Powers v. MANCOS SCH. DIST. RE-6 MONTEZUMA COUNTY, COLO., 369 F. Supp. 648 (D. Colo. 1973)
December 19, 1973
MANCOS SCHOOL DISTRICT RE-6 MONTEZUMA COUNTY, COLORADO, et al., Defendants.
United States District Court, D. Colorado.
*649 Larry F. Hobbs and Jeannine Bradley Volz, Denver, Colo., for plaintiff.
Richard C. Cockrell and Peter J. Wiebe, Jr., Denver, Colo., for defendants.
CHILSON, District Judge.
The plaintiff, a non-tenured teacher whose employment was not renewed, seeks money damages and injunctive relief from the defendant school district and the members of the Board of Education of the District. Plaintiff alleges that failure to continue his employment was a violation of his rights under the First and Fourteenth Amendments to the Federal Constitution and seeks relief pursuant to 42 U.S.C. § 1983.
The defendants moved to dismiss the complaint for its failure to state a claim upon which relief can be granted and that the Court does not have jurisdiction of the subject matter of the complaint.
Briefs in support of and in opposition to the motion have been received and considered by the Court and oral argument had.
The motion to dismiss the School District as a party defendant should be sustained because the School District is not a person within the meaning of § 1983.
In considering the motion to dismiss as to the other defendants, the Court must assume the allegations of fact in the complaint are true. Upon this assumption, the First Statement of Claim states sufficient facts to state a claim upon which relief may be granted and the motion to dismiss the First Statement of Claim should be denied. See Perry v. Sindermann, 408 U.S. 593, 92 S. Ct. 2694, 33 L. Ed. 2d 570 and Smith v. Losee, (10th Cir. 1973) 485 F.2d 334.
The Second Statement of Claim alleges that by virtue of the tenure statute of the State of Colorado (C.R.S.1963, XXX-XX-XX and XXX-XX-XX), plaintiff's continued employment could be terminated only for cause and upon notice and an opportunity to be heard and that the failure of defendants so to do was a violation of plaintiff's rights under the Fourteenth Amendment to the Federal Constitution.

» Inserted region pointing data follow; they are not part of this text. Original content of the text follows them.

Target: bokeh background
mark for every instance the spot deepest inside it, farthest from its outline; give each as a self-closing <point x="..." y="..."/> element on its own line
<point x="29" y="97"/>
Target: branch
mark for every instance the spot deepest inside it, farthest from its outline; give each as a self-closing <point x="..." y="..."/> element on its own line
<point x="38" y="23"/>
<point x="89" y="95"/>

This conclusion is untenable. The tenure statute clearly discloses a legislative intent that the first three years of a teacher's employment is a probationary period during or at the end of which the School Board may evaluate his worth to the school and determine whether or not he should become a permanent employee. Not until the teacher has been reemployed for the fourth academic year does the teacher have any valid expectation of continued employment. Consequently, the plaintiff, not having attained tenure, does not have a constitutional right to a statement of reasons for his discharge and a hearing on the decision not to rehire him for another year. The Second Claim does not state a claim upon which relief may be granted and the motion to dismiss it should be sustained. Board of Regents v. Roth, 408 U.S. 564 at 569, 92 S. Ct. 2701, 33 L. Ed. 2d 548; Marzec v. Fremont County School District, No. 2, 142 Colo. 83, 349 P.2d 699.

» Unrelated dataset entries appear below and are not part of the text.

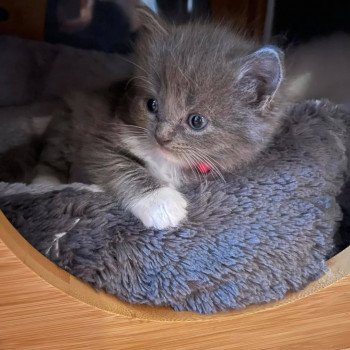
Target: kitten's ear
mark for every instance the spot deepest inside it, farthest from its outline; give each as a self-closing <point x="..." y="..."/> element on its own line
<point x="149" y="22"/>
<point x="261" y="75"/>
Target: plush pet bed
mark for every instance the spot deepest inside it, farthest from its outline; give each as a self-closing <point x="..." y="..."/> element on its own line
<point x="265" y="231"/>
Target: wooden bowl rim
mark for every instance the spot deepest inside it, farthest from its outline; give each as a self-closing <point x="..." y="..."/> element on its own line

The Third Claim for relief alleges, in essence, that plaintiff's employment could not be terminated without procedural due process, that is a notice to the plaintiff of the reasons for not continuing his employment and an opportunity for the plaintiff to be heard. The Third Claim for relief does not state any facts upon which relief may be granted. The plaintiff, upon the facts alleged in the Third Claim, does not have a constitutional *650 right to a statement of reasons and a hearing thereon. This claim is also governed by Board of Regents v. Roth, supra. The motion to dismiss it should be sustained.

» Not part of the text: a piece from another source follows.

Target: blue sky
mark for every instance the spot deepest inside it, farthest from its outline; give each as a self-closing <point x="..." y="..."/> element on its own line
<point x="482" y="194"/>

The Fourth Claim for relief does not state an independent claim but in essence is merely a statement of an element of damage for the alleged violations of the plaintiff's constitutional rights set forth in the First, Second, and Third Claims for relief. Since it is not properly a basis for an independent statement of claim, the motion to dismiss the Fourth Claim should be sustained.